Iran will spend up to $4.8 billion from its sovereign wealth fund to develop its oil and gas fields
A proposal approved by Iran’s parliament Tuesday will allow the country to draw on its sovereign wealth fund in order to develop its oil and gas industry. The proposal will allow Iran to draw up to $4.8 billion from the fund to help cope with falling oil prices as the country tries to attract new business.
The sovereign wealth funds will supplement other budgetary allocations for the sector as Iran looks to modernize its oil fields and aging energy infrastructure, reports Reuters. “Members of parliament gave permission to the National Development Fund to pay $4.8 billion into bank deposits for use in expansion projects at combined oil and gas fields,” state news agency IRNA reported on Tuesday.
Iran’s National Development Fund is worth about $62 billion, according to the Sovereign Wealth Fund Institute, which tracks the industry. Some of Iran’s assets may be frozen by international sanctions imposed over Iran’s disputed nuclear program.
Iran looks to attract investors despite sanctions
The low oil prices and international sanctions against Iran are straining the country’s budget. The Iranian government slashed its 2015 oil price assumption to $40/bbl from $72/bbl last month. Earlier estimates from the IMF and Bloomberg put the breakeven price for Iranian oil at $130/bbl and $143/bbl, respectively.
Iran is currently in talks with world powers to resolve the dispute over the country’s nuclear program and lift sanctions.
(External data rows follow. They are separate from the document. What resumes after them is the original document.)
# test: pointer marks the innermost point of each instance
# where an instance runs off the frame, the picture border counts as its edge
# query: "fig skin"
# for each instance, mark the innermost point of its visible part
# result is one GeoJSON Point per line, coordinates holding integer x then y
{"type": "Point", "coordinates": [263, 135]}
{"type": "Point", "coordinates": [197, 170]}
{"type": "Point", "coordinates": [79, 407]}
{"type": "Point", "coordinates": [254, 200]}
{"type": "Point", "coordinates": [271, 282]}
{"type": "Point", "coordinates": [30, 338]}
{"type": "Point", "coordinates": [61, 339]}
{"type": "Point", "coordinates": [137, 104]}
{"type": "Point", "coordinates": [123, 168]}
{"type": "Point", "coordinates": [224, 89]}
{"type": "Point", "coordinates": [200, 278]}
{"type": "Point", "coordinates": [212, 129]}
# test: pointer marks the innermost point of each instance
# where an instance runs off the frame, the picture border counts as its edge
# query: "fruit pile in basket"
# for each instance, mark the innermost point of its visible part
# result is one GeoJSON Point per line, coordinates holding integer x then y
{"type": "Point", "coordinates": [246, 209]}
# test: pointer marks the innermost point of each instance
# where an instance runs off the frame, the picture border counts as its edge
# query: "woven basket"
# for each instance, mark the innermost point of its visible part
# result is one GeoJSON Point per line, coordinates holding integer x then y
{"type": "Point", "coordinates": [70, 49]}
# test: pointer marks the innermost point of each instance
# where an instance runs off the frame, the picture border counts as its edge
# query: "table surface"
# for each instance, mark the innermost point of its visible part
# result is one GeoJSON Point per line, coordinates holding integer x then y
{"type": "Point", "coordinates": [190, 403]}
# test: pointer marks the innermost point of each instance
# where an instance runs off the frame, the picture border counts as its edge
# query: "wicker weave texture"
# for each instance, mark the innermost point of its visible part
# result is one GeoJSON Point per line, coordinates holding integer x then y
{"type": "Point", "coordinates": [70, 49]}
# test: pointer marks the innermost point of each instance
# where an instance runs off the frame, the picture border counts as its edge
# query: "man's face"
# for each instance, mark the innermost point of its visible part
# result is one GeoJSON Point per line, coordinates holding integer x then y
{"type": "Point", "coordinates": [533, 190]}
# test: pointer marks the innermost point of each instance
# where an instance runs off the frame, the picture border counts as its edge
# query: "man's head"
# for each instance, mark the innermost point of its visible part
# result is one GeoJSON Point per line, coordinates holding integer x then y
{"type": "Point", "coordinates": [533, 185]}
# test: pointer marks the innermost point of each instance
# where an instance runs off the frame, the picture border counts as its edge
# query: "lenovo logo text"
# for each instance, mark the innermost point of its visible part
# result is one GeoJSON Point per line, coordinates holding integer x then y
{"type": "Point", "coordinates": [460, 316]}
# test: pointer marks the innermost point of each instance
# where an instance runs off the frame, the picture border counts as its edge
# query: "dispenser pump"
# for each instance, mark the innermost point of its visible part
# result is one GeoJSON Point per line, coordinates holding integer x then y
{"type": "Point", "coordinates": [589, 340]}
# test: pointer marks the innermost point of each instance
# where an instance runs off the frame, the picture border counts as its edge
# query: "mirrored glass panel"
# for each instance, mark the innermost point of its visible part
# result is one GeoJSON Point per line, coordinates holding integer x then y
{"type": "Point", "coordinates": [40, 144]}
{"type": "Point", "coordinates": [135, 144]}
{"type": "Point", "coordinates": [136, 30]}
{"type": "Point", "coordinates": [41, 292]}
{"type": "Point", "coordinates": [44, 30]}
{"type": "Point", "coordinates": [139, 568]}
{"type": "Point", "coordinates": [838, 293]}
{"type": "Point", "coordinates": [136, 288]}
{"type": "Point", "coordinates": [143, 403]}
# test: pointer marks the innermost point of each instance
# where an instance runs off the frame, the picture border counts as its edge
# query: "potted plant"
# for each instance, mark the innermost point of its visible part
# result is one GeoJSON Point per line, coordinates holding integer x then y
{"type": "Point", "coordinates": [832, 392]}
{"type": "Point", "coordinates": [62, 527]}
To prepare for such an agreement, Tehran has started circulating new draft oil contracts to foreign firms to attract business in the event that sanctions are lifted, reports Reuters.
The new contracts will offer more favorable terms than those offered before sanctions were put in place. “The new contract is more competitive than other oil producers,” a senior Iranian oil ministry official said. “It provides higher potential profits and lower investment risks.” The new contracts will offer long-term durations of up to 25 years, a favorable rate of return and joint venture options with local Iranian firms, the official said.